Madame Bovary Part 2, Chapter 13 Summary

  • His mind made up, Rodolphe returns home to La Huchette and sits down to write a farewell letter to Emma.
  • He sifts through the various tokens of love affairs past that he’s accumulated through many years of being a ladies’ man. All of the women he’s had in the past blur together in his mind – now Emma is just one of them.
  • Rodolphe gets down to business. He writes a truly melodramatic, ostentatiously noble letter to Emma, telling her that he can’t allow himself to ruin her life, blah blah blah. Suddenly the "fate" that supposedly brought them together before is now responsible for tearing them apart.
  • To avoid having to face her again, he writes that he’s going on a long trip.
  • The letter finished, Rodolphe is quite proud of himself. He even puts some false tearstains on the paper.
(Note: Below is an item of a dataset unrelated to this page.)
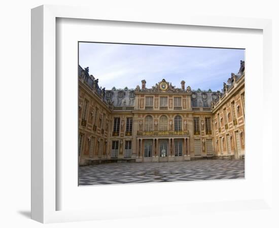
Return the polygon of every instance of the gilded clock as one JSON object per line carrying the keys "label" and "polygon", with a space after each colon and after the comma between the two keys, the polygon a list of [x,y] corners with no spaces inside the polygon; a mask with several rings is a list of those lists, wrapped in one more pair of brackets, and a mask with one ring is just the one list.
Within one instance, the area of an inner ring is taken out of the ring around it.
{"label": "gilded clock", "polygon": [[160,89],[162,90],[166,90],[167,89],[167,84],[165,82],[161,82],[160,84]]}

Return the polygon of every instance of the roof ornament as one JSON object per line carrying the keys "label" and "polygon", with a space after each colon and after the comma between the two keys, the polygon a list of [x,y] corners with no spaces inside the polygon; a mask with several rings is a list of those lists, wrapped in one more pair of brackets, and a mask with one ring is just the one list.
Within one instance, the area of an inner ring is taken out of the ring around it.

This guy is just too much.
  • The next day, Rodolphe wakes up late, and has Girard, one of his servants, take the letter to Emma, concealed in the bottom of a basket of apricots.
  • Upon receiving basket, Emma is overcome with emotion – she finds the letter, immediately understands what its purpose is, and rushes to her room to read it.
  • Charles is there, so she flees madly, running to the attic. There, she forces herself to finish the horrible letter. Her feelings are all over the place – she feels desperately as though she might as well hurl herself out the window onto the pavement below.
  • Fortunately, Charles calls her from downstairs. She returns to herself, shocked that she narrowly avoided death.
  • It’s dinnertime. Félicité comes to fetch her mistress; Emma is forced to go downstairs and go through with the farce of eating. It’s torture.
  • To make matters worse, Charles even brings up Rodolphe, mentioning that he’d heard from Girard that the gentleman is going on a trip.
  • Then, just when Emma doesn’t think that things can possibly be more horrible, Félicité brings in the basket of apricots. Charles eats one, and tries to force Emma to, as well.
  • This is too much to handle – Emma almost swoons. Charles tries to calm her, but then she sees Rodolphe’s carriage pass by the window. She passes out.
  • Monsieur Homais runs over when he hears chaos break out in the Bovary house. He brings some vinegar back to revive the unconscious woman.
  • Emma comes back from her faint briefly – Charles, freaking out, tries to get her to hold Berthe. Emma promptly passes out again.
  • Charles puts Emma to bed. He and Homais try and determine what could have possibly brought on this attack. Homais puts it down to the scent of the apricots.
  • Emma stays sick for a really long time. Charles stays by her side for forty-three days in a row – like we said, a really long time.
  • He calls in backup; Dr. Canivet is called, as well as Charles’s old teacher, Dr. Larivière.
  • Emma doesn’t say anything or give any indication of what’s causing all of this.
  • By the middle of October, Emma feels well enough to sit up in bed – she starts to eat a little bit, and even gets out of bed for a few hours of the day. She recovers slowly, then relapses.
  • Charles worries that she may have cancer.
  • To make it even worse, there’s no money.